Except for occasional interruptions following the passing of its founder-leader and the country’s first prime minister, the remarkable Dr Eric Williams, the PNM has been routinely taking charge of governance, a pattern that was to significantly change from the 1980s.

First, there was the emergence of the National Alliance for Reconstruction (NAR) and subsequently the United National Congress (UNC) which was part of a coalition that scored a massive electoral landslide at the May 2010 poll to form the current People’s Partnership administration that left the PNM with merely a dozen of the 41 seats in the Lower House.

So why is Dr Rowley seemingly so angry, if not really nervous, at this comparatively early stage in the process, even if he feels that he already has the PNM leadership in firm grasp ahead of the party’s coming internal poll?

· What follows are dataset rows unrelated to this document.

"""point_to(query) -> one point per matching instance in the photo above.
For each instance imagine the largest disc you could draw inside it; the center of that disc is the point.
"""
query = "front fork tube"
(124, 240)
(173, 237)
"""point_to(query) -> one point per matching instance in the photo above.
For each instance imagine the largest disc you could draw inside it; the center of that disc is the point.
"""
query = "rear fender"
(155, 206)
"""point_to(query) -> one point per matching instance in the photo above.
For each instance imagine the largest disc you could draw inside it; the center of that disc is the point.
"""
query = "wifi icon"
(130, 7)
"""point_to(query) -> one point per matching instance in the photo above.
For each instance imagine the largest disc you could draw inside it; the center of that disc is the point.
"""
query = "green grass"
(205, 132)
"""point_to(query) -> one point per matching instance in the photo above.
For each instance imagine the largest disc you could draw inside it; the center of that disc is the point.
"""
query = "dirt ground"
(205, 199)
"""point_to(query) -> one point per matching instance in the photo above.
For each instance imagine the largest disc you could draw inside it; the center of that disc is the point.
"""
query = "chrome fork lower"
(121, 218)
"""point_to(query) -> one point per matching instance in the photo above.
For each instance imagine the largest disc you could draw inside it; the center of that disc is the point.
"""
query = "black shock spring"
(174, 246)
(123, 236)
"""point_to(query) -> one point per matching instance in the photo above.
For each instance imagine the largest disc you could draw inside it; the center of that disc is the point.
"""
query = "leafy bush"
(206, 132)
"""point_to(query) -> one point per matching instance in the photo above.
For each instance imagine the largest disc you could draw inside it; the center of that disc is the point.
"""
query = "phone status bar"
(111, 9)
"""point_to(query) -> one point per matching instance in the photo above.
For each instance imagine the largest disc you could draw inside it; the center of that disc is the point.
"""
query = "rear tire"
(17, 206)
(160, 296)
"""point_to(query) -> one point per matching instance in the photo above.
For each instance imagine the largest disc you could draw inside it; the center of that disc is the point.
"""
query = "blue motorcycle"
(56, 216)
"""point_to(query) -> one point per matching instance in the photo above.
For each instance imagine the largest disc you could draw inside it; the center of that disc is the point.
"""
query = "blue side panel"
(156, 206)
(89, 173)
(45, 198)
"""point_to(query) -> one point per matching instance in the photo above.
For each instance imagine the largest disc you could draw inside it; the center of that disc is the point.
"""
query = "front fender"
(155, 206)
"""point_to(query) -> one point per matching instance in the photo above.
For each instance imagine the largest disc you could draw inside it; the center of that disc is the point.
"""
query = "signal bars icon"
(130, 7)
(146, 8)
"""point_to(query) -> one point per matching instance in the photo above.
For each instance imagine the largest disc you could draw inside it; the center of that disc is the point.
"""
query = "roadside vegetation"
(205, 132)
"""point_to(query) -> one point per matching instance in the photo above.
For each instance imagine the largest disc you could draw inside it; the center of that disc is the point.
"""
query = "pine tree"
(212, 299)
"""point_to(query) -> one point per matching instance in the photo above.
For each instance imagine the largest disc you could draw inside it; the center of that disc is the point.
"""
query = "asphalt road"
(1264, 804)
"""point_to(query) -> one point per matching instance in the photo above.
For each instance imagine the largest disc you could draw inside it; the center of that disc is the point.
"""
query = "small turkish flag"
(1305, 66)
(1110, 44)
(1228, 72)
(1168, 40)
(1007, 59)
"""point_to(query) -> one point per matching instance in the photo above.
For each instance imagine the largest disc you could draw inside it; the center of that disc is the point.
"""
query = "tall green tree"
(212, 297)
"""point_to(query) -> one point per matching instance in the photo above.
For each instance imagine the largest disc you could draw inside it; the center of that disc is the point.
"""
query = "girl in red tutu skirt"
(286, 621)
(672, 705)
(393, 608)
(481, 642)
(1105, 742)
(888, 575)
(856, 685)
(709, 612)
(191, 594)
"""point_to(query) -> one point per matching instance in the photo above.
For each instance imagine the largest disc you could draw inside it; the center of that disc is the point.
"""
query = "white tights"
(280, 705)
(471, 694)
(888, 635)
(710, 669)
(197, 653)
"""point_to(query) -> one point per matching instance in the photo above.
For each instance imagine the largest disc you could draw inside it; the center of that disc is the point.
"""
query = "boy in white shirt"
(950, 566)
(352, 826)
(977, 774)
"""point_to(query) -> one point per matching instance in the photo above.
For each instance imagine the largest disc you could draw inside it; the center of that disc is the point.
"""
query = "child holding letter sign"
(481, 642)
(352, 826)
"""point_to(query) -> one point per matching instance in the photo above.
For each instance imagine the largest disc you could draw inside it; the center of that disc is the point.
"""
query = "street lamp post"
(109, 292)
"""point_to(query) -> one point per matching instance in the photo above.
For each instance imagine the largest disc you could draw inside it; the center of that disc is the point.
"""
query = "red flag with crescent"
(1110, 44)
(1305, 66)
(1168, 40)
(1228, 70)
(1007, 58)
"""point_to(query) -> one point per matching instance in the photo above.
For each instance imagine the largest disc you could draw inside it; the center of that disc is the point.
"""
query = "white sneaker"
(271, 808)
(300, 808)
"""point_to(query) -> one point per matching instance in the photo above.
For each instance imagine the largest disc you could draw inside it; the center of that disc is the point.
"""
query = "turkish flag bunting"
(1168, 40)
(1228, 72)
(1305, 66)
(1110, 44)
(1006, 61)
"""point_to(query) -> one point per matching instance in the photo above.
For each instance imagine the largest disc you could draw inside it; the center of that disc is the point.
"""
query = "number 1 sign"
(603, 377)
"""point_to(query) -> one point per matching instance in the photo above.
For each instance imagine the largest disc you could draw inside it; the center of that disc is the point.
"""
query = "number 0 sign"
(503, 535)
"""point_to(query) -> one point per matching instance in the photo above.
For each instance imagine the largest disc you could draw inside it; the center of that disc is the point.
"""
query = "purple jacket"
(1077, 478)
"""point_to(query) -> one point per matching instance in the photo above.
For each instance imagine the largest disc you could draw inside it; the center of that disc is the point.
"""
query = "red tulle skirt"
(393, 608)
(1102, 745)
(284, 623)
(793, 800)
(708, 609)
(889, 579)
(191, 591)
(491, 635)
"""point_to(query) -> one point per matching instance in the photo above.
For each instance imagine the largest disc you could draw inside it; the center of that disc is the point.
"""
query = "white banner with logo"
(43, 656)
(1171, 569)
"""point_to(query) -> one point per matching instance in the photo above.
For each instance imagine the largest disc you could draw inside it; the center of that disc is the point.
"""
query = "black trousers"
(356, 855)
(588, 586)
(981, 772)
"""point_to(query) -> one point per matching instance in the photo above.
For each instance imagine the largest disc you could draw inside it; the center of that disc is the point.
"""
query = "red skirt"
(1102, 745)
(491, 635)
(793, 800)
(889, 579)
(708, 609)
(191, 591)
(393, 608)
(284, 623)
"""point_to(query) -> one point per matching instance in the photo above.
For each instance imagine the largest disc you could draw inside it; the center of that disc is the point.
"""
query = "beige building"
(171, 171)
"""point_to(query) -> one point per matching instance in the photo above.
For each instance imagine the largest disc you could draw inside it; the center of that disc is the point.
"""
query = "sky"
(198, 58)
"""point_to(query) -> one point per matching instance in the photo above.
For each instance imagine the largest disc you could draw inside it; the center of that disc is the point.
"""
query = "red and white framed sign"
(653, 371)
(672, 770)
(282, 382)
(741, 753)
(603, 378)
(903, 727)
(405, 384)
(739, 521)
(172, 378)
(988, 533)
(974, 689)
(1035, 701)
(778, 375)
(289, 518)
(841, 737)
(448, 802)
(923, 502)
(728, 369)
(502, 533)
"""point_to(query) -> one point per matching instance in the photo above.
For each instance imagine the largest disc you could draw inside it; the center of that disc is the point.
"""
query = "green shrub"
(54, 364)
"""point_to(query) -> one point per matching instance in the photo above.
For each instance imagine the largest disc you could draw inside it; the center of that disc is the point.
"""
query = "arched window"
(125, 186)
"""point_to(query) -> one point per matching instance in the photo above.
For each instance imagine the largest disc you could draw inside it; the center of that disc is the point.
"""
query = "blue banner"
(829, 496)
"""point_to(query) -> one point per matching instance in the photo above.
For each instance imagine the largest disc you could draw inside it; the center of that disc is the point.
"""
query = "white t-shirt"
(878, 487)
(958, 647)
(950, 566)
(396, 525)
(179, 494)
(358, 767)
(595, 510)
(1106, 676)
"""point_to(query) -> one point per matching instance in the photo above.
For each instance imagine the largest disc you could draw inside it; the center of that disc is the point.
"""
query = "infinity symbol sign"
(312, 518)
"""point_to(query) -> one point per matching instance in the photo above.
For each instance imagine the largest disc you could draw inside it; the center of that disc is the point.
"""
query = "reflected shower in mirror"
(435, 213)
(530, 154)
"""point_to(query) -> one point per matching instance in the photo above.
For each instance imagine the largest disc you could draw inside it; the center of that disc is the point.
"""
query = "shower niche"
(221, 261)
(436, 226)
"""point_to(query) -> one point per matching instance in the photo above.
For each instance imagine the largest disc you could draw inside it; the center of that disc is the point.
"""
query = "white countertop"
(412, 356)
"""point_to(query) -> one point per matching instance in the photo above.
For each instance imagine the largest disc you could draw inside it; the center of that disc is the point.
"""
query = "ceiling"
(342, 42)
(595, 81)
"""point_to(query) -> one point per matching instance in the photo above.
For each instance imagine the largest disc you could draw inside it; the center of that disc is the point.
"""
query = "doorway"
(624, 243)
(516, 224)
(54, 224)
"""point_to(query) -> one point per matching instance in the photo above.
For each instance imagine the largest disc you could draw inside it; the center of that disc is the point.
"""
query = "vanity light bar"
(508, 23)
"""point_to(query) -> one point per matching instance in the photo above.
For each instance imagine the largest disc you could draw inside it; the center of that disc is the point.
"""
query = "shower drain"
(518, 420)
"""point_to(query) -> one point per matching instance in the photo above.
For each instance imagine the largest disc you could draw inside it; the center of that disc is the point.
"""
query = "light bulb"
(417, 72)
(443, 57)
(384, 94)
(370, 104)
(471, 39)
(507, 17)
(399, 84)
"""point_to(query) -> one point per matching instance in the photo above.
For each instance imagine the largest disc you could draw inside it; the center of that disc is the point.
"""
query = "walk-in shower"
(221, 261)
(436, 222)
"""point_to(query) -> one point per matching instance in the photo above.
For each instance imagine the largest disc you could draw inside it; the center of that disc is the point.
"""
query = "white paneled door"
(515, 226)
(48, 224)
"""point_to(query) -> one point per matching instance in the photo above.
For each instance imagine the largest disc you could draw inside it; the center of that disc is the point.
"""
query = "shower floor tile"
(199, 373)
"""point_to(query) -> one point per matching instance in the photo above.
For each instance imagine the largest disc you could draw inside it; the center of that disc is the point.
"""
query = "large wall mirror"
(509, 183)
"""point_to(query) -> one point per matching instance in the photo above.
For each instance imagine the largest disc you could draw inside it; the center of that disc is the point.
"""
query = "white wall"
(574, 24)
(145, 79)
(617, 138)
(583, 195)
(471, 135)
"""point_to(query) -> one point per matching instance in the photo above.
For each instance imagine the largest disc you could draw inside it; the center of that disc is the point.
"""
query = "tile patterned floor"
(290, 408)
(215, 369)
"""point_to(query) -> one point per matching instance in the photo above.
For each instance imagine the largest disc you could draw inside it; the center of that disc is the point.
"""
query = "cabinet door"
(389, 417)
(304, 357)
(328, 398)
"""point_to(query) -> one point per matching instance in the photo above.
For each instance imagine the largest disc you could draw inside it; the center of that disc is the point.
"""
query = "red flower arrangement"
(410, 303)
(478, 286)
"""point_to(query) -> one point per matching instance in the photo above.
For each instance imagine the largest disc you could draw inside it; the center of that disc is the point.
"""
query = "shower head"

More specifically, why did Dr Rowley choose to engage in so-called “wajang” politics—to reference a description of him by former prime minister and PNM leader, Patrick Manning—against Lennox Grant? 


A consulting editor and regular columnist of the Express—Mr Grant is recognised as being among the more outstanding journalists of this nation of highly reputable media practitioners. I am quite pleased to identify him as one of my admirable professional colleagues in this and other member states of our Caribbean Community.

That public platform behaviour last week by the PNM leader with the famous “F” word stridently punctuated, as reported, was partly in response to a recent column by Mr Grant in which he suggested, among other contextualised barbs, that Dr Rowley had been left “time-warped by the Manning years…”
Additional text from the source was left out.